Our Labrador Molly has finally come on heat ( 1 month late). We are going away for Christmas and have booked Molly and Daisy into the Kennels

Do Kennels accept Bitches on heat ? I assume in a months time she'll be nearly over her heat ??


----------



## Milliepoochie (Feb 13, 2011)

Phone your kennel now to find out. 

The kennels I have used in the past have an isolation block of 3 kennels which is used for older residents and those who appreciate a more peaceful stay. 

They do take bitches on heat IF they have room in the isolation block. (It is for obvious reason not fair for an in heat female to be kept in a block of 20-30 dogs when in heat on neither the female or other dogs.)

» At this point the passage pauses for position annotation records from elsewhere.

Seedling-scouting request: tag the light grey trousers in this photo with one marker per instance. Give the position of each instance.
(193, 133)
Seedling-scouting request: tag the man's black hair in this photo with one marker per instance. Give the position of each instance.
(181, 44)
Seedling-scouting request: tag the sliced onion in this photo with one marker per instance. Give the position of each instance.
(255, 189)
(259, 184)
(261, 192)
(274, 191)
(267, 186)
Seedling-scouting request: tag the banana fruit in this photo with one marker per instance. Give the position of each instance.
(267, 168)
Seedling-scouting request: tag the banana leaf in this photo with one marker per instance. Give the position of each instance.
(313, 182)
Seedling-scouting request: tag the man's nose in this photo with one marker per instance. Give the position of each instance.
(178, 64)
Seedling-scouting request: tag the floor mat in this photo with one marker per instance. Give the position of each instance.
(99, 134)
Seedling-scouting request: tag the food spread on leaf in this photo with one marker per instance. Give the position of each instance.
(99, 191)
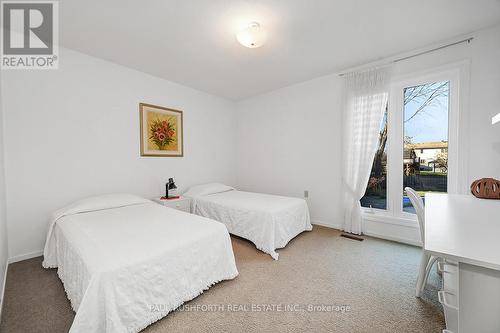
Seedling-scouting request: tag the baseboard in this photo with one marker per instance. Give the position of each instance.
(371, 233)
(25, 256)
(3, 289)
(328, 225)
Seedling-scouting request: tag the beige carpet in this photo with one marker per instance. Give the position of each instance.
(375, 278)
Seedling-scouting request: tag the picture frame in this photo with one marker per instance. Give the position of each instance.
(161, 131)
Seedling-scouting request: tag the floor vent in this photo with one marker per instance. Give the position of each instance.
(351, 236)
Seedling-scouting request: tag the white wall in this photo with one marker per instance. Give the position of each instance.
(288, 140)
(3, 221)
(74, 132)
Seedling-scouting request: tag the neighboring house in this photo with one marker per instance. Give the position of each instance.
(426, 153)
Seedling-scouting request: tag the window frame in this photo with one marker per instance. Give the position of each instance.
(456, 74)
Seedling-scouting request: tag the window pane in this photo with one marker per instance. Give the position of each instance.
(425, 146)
(376, 190)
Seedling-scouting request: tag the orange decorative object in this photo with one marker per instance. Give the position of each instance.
(486, 188)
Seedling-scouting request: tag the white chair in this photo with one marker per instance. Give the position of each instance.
(427, 259)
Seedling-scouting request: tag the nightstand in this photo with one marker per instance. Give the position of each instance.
(182, 203)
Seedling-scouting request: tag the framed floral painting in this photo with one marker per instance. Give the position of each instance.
(161, 131)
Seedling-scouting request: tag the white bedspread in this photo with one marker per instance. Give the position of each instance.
(124, 268)
(269, 221)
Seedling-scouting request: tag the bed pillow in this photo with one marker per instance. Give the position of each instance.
(101, 202)
(206, 189)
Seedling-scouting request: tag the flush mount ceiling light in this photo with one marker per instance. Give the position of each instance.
(252, 36)
(495, 119)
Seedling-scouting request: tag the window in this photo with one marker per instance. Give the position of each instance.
(414, 144)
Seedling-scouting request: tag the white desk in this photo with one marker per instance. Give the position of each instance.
(465, 229)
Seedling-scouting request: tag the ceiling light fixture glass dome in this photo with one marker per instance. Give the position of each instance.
(252, 36)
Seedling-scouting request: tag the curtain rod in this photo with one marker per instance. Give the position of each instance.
(466, 40)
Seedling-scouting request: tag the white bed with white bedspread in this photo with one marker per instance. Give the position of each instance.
(126, 262)
(269, 221)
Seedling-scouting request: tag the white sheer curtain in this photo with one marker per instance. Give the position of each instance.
(365, 99)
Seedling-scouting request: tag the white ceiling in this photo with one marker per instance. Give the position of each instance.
(193, 42)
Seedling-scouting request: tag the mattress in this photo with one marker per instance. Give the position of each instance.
(269, 221)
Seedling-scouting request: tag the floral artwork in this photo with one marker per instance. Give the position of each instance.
(161, 131)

Even if your kennel takes her ask where she will be staying - I personally wouldnt be happy with a kennel who ha sthe attitude that an in season female can just be accepted a snormal into a busy kennel block. 

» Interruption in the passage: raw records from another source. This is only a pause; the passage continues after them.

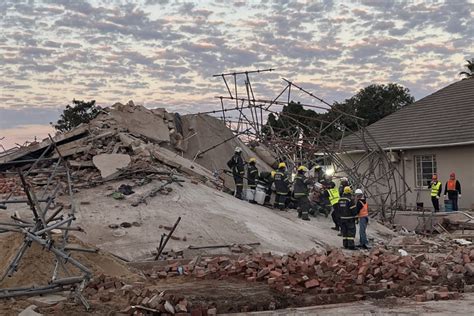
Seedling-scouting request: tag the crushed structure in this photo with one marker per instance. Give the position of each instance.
(135, 201)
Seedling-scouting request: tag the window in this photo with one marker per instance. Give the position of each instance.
(425, 167)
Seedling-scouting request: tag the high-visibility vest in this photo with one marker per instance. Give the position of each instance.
(451, 185)
(435, 188)
(333, 196)
(364, 211)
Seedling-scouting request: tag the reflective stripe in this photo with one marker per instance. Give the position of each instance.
(333, 196)
(435, 189)
(364, 211)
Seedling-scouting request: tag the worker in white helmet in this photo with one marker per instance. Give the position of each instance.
(363, 213)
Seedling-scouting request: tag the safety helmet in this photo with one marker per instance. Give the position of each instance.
(302, 168)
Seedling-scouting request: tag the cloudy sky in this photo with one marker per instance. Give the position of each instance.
(163, 53)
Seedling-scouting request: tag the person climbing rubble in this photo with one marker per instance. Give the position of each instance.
(363, 216)
(282, 189)
(301, 192)
(453, 190)
(236, 164)
(436, 190)
(332, 196)
(348, 217)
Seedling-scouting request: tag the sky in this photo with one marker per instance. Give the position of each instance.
(162, 53)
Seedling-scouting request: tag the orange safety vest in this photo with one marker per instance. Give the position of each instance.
(364, 211)
(451, 185)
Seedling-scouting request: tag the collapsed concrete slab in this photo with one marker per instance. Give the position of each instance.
(109, 165)
(141, 121)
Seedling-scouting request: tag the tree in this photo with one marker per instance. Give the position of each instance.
(371, 104)
(470, 67)
(80, 112)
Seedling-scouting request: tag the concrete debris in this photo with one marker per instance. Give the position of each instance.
(110, 165)
(29, 311)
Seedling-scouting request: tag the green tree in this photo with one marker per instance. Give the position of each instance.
(470, 69)
(80, 112)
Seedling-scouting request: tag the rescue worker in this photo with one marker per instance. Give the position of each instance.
(252, 173)
(301, 192)
(348, 211)
(236, 164)
(363, 214)
(436, 189)
(281, 186)
(344, 183)
(453, 190)
(318, 173)
(332, 195)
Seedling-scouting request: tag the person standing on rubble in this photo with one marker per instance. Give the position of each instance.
(332, 195)
(252, 175)
(344, 183)
(453, 190)
(281, 186)
(301, 192)
(362, 208)
(236, 164)
(436, 189)
(349, 213)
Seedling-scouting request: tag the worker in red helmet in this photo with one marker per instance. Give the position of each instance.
(436, 189)
(453, 190)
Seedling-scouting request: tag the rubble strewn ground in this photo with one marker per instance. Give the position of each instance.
(135, 171)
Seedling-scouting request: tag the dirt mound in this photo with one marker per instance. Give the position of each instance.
(36, 266)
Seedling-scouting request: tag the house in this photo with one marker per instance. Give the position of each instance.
(434, 135)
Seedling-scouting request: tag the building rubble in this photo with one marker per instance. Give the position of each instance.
(137, 158)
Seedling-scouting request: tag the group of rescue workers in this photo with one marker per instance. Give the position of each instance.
(309, 196)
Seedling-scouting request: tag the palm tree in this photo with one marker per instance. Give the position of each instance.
(470, 66)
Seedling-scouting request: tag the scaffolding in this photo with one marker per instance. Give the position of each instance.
(370, 168)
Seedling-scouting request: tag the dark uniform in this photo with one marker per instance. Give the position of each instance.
(349, 213)
(237, 165)
(281, 187)
(301, 192)
(252, 174)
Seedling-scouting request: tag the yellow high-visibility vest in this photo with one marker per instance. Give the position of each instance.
(435, 188)
(333, 196)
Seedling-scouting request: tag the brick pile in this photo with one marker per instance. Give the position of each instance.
(136, 298)
(10, 185)
(377, 273)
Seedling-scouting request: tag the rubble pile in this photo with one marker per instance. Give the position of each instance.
(10, 185)
(139, 297)
(379, 272)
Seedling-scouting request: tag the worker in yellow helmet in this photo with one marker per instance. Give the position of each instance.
(281, 186)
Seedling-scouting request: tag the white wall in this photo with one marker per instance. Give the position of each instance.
(458, 159)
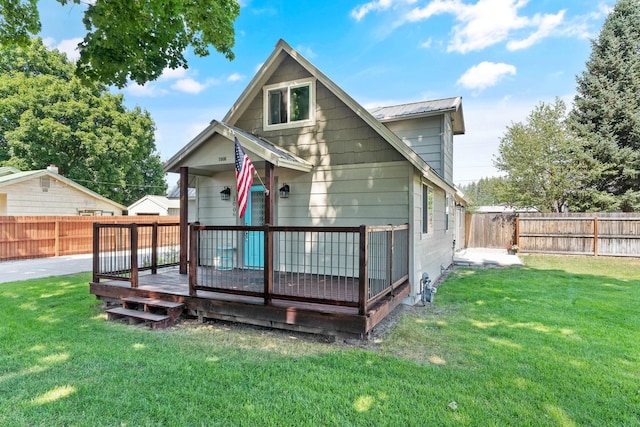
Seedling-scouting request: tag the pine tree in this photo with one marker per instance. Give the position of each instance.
(607, 110)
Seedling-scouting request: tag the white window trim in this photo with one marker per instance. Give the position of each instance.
(311, 81)
(430, 211)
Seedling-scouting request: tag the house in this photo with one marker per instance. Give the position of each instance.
(350, 212)
(45, 192)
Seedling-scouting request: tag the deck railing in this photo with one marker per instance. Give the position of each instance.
(344, 266)
(121, 251)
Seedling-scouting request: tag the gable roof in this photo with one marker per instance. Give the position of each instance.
(259, 146)
(174, 192)
(7, 170)
(19, 176)
(280, 52)
(423, 109)
(161, 201)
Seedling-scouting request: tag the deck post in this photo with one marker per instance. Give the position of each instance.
(391, 237)
(133, 237)
(268, 264)
(271, 194)
(363, 273)
(96, 252)
(154, 248)
(184, 218)
(193, 259)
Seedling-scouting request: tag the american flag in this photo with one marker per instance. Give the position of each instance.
(244, 177)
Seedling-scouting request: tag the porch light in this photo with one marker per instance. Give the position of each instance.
(225, 194)
(284, 191)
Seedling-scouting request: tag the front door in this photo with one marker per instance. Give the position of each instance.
(254, 240)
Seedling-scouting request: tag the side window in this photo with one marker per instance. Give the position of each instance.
(289, 104)
(427, 209)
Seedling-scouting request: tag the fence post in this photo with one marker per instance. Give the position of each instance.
(96, 252)
(364, 270)
(595, 236)
(133, 230)
(56, 232)
(154, 248)
(268, 265)
(391, 237)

I can imagine alot of kennels wont have the facilities to keep your dog seperate though so youl need to ring to check.


----------



## kate_7590 (Feb 28, 2009)

When I kenneled my dogs they accepted bitches in heat as long as they weren't being kept with an entire male.


----------



## Hiafa123 (May 30, 2011)

All boarding establishments are required to have an isolation/sickness block which are usually 3/4 kennels, and as long as you explain to them I carnt see any problem.They must have had bitches that have come into season whilst in their care.

We had the same problem with our girls a few years ago but after talking to our vet and explaining he gave our girl an injection to delay the season.


----------